耶律斜轸重复着安成的话语:“谁也比不了?”
安成一抬头,男子的冷鞘鼻尖几乎要挨着自己,避无可避,只气得用唯一能动的脚使劲跺耶律斜轸,男子手臂的力道稍微松了松。
少女泫然欲泣的眼眸好似不老神泉的幽泉,耶律斜轸嘲弄道:“在下只想告诉公主,别轻易说谁也比不了!”
安成全身被禁锢地没有了力气,却仍然能感觉到面前男子暴戾之气,左思右想,总觉得自己并未有错,又使劲想推开耶律斜轸,但徒劳无功,盯着男子魄色的眼眸和浅薄唇边的冷笑,寒气冷重,忍不住便打了个冷颤,半响,努力平复心情,将泪水压了下去:“你弄疼我了,放开!”
耶律斜轸想起当日在湖岛上,绿树白纱间似画中人的她,自己居然让她哭了,这天脉者的公主,红唇翠羽不似凡人,让人迷恋沉醉,几乎怔住,她似乎很生气,要吃了自己似的,心里一抖,这是怎么了,恍惚间终于放开了她。
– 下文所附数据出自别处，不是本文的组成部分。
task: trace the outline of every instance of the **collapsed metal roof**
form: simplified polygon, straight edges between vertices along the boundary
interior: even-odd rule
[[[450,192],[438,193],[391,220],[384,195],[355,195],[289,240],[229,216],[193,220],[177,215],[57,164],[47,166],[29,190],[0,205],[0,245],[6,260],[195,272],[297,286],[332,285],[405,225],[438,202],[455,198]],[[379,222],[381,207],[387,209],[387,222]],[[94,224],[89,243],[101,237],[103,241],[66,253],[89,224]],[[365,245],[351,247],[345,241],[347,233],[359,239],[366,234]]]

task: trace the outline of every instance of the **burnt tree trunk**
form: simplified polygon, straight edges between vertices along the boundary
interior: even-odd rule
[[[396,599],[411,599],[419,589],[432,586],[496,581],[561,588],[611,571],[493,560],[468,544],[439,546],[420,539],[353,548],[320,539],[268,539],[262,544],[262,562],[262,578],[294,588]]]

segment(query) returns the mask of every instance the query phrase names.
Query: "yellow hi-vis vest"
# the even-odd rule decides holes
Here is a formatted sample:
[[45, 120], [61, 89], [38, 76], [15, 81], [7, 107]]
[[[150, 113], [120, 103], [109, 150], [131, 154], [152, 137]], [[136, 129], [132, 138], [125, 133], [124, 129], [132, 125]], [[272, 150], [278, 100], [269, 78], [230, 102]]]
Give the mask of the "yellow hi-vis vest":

安成双腿麻木,抱着手臂走到另一边,离耶律斜轸稍远,便开始大口喘气,耶律斜轸慢慢走至安成身边,想要去扶,却被挡开,担心安成气喘犯了,心有不忍,解释道:“你别生气,我,只是想你明白,高丽世子能对你好,我,你总有一日会明白,我,也,并不会伤害你,永远不会。”
安成恢复了一点知觉,并不躲避,冷笑:“我不过是说出我心之所想,你气什么?”
耶律斜轸若有所思,她到底还年幼,懵懂未知,想必对那世子也是。
安成悠悠冷声:“算了吧,我与你了解本就不多,也不打算了解,我是宫门弱女,与你不过几面之缘,此后也别见了吧,不敢承接你的好,但你今日对我无礼,这一巴掌,算是惩戒!”扬手欲打,却又被耶律斜轸牢牢抓住,气得浑身发抖。
耶律斜轸愧色:“你别生气,刚才是我不对,我来你们大宋时日不多,这在我们大辽,也算不得什么的,你别打了,打了我,我得痛半天你手也得痛,我,与你道歉便是!”
安成怔住,又气又想笑,对上耶律斜轸清晰的轮廓,和永远嘲弄不息的笑容,终于松了手下来,靠着栏杆,望着已经偏远的花环。
耶律斜轸的声音又传来:“那花环不适合你!”
安成气得不再看他,似乎已经习惯了这人的无礼之举。
耶律斜轸容色一改,正色道:“今日来找你,是想告诉你,白袍怪找到了。”
安成喜道:“真的吗,在哪里?”
耶律斜轸点点头,心道果然少女心性,来得快去得也快,便道:“三日后,城西白马森林杏花村,你来还是和他一起?”
安成自然知道这个“他”指的是谁,也不置可否,只问:“你是怎么找到他的?”
耶律斜轸淡淡道:“这和你没关系,我只答应你,找到他,其余的,你不必知道。”
安成不以为杵,点点头道:“要活的。”
耶律斜轸赞赏地瞧着少女,答道:“这是自然!”
见傲雪已经往这边走过来,耶律斜轸冷眼道:“那么,我便走了,三日后见。”
安成口中答好,面无表情地目接傲雪。
耶律斜轸心中不是滋味,少女清冷的声音传来,似乎很是遥远:“你就为了换我母妃的一副画像吗?”
这个理由,也只有她相信,远处叫卖杏花酒的小贩声传来,回头瞧见长桥上她的身影,如画中风景,对画中人的情思吗,谁知道呢!